As the Great Awakening swept through the colonies, it had varying effects in different regions. In New England, this movement was introduced at a time when both political and social relationships among the people were in a state of turmoil. One class, generally made up of wealthy merchants, was often at odds with another class, comprised of "local traders, artisans, and the laboring poor..." (Nash, p.129). In Boston, a controversy had arisen between these two groups concerning the need to issue new currency. While the wealthy supported a currency backed by silver, the latter favored a currency backed by land. When such ministers as George Whitefield began preaching in New England, the gentry expected the spiritual message to serve more as a diversion to their adversaries, and to "restore social harmony by redirecting people from earthly matters such as the currency dispute to concerns of the soul." (Nash, p.129). But, what the elite soon heard was a common theme in these sermons that emphasized equality among religions and among classes. "Respectable people grew convinced that revivalism had gotten out of hand, for by this time ordinary people were verbally attacking opponents of the land bank in the streets as 'carnal wretches, hypocrites, fighters against God, children of the devil, cursed Pharisees.'" (Nash, p.129). These seemingly harmless religious events had now, in fact, effected the region's politics and social harmony. Interestingly, the revival movement created great controversy within the New England clergy as well. Two groups formed, "one heartily supported the revival and its methods; the other condemned and looked upon its results as but temporary." (Sweet, p. 134). The result in New England was that a religious revival, intended to preach salvation, had given rise to political and social unrest that challenged the traditional roles in society that both lay people and clergy had lived by for many years. The Great Awakening made clear "the interests of The New Englander in fundamental law, his belief that any violation of it by those in authority was tyranny and that revolt against such tyranny was legal and not only legal but a religious duty. What civil and religious liberty, property, and equality meant to both clergy and laity at the opening of the revolution can not be fully grasped without a study of the Great Awakening." (Baldwin, p. 47).

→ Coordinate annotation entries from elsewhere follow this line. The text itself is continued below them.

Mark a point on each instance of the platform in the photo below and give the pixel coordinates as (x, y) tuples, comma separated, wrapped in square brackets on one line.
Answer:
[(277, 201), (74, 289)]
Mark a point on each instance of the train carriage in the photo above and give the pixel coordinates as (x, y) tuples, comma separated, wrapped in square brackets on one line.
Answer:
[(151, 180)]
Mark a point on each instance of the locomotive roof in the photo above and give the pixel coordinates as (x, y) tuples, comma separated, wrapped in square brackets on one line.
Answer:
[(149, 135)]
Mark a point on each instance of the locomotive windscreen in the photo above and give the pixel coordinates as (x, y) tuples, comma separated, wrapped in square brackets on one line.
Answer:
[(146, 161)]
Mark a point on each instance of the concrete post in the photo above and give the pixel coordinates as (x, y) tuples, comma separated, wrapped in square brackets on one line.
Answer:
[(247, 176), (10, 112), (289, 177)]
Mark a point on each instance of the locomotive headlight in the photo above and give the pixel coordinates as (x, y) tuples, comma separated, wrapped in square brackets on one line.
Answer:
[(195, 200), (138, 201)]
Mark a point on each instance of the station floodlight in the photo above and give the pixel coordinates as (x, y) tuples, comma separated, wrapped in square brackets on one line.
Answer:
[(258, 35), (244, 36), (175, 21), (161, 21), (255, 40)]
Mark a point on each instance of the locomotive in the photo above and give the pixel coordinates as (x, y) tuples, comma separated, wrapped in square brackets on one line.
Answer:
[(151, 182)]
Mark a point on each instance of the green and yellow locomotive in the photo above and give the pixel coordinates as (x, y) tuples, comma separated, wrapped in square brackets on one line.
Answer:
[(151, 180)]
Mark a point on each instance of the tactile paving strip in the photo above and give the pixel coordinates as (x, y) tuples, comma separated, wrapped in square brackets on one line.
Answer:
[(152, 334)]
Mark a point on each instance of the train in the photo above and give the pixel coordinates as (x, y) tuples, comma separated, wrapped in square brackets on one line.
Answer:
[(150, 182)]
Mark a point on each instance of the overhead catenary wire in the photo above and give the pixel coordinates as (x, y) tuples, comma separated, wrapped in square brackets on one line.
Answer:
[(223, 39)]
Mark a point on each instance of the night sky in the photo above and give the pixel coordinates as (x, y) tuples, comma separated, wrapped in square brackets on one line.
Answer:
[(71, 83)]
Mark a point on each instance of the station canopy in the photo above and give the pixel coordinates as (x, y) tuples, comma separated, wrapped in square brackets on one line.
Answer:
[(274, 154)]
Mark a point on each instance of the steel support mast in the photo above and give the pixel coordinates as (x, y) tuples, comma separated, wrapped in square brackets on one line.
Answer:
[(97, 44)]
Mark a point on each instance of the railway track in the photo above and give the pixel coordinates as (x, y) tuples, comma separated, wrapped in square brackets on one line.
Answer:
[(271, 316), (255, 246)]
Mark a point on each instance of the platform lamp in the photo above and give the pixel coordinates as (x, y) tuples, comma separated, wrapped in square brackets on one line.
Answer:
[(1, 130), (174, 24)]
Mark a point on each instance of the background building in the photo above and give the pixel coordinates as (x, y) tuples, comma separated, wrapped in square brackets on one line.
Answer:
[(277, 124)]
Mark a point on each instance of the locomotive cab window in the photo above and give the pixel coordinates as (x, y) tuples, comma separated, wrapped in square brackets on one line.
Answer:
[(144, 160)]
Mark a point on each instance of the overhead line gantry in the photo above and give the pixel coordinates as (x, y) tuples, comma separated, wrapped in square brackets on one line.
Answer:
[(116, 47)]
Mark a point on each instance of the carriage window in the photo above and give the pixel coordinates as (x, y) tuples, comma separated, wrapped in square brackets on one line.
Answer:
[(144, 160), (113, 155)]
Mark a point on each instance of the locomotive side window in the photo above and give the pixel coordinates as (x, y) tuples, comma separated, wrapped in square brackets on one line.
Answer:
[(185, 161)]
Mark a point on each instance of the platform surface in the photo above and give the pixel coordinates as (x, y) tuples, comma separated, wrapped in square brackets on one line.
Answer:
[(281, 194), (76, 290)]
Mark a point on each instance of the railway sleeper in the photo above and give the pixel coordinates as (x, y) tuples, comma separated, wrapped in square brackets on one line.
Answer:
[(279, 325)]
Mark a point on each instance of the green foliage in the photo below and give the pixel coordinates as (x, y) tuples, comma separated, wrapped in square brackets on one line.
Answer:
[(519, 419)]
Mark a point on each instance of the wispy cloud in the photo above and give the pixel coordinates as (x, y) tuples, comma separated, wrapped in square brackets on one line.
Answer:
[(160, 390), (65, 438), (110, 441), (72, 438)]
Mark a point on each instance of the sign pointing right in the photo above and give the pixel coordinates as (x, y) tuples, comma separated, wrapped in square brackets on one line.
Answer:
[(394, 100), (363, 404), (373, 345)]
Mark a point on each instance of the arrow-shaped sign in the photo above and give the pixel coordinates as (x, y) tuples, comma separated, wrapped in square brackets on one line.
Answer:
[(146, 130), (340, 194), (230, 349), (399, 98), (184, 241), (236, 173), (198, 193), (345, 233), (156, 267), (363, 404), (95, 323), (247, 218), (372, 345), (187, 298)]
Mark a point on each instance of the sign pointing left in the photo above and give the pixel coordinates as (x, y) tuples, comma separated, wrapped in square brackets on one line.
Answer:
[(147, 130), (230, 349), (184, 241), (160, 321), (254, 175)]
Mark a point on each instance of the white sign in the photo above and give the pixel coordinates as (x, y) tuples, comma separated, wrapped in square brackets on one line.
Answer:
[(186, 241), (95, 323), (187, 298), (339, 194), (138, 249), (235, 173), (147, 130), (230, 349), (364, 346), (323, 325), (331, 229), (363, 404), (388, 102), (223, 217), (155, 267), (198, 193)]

In the southern colonies, the Great Awakening was again an unwelcome challenge to the established and privileged position of the upper class. "As in other colonies, Virginia's leaders despised traveling evangelists, for like lay exhorters, these roving Awakeners conjured up a world without properly constituted authority." (Nash, p.129). The Presbyterian form of the revival in Virginia, for example, had more than a religious effect. "Indeed, it was the 'first mass movement that was to bring about a social and political upheaval in Virginia - the first breach in the ranks of privilege.'"(Sweet, p.149). A Baptist influence to the Awakening was seen in both New England and in the southern colonies, although it was more rapid in the North. "Those responsible for the Baptist revival in Virginia and North Carolina came directly from New England and were the products of the great New England awakening." (Sweet, p.150).
As in New England, the traveling ministers in the south emphasized the "conversion experience." Many of these preachers were not only unordained, but even "uneducated farmers who called themselves 'Christ's poor.' They stressed equality in human affairs and insisted that heaven was always more populated by the humble poor than by the purse - proud rich."(Nash, p. 129). It is not surprising that this message, which was so popular to the poor and the large number of southern slaves, was disturbing to the rich.
Although the Great Awakening, as a religious movement, had come to an end by the early 1740's, its effects were long lasting. In both New England and the South, "social changes had weakened the cultural authority of the upper class and, in the context of religious revival, produced a vision of society drawn along more equal lines."(Nash, p. 130). The Awakening in the end "had lasting social effects as a more tolerant and democratic popular spirit began to emerge in the colonies. It was carried over into social and political thought."(Weisberger, p. 470). The Great Awakening had brought about a change of values that effected politics and daily life. It had created within the common man "a new feeling of self-worth. People assumed new responsibilities in religious affairs and became skeptical of dogma and authority."(Nash, p. 131). These attitudes were the beginnings of a sense of independence and equality that would set the stage for the American Revolution. And, as the spirit of independence was proclaimed in the colonies by the Declaration of Independence, it was often the local clergy, such as Stephen Williams who rose to read to their congregations the words of that document which would spark independence in America and elsewhere.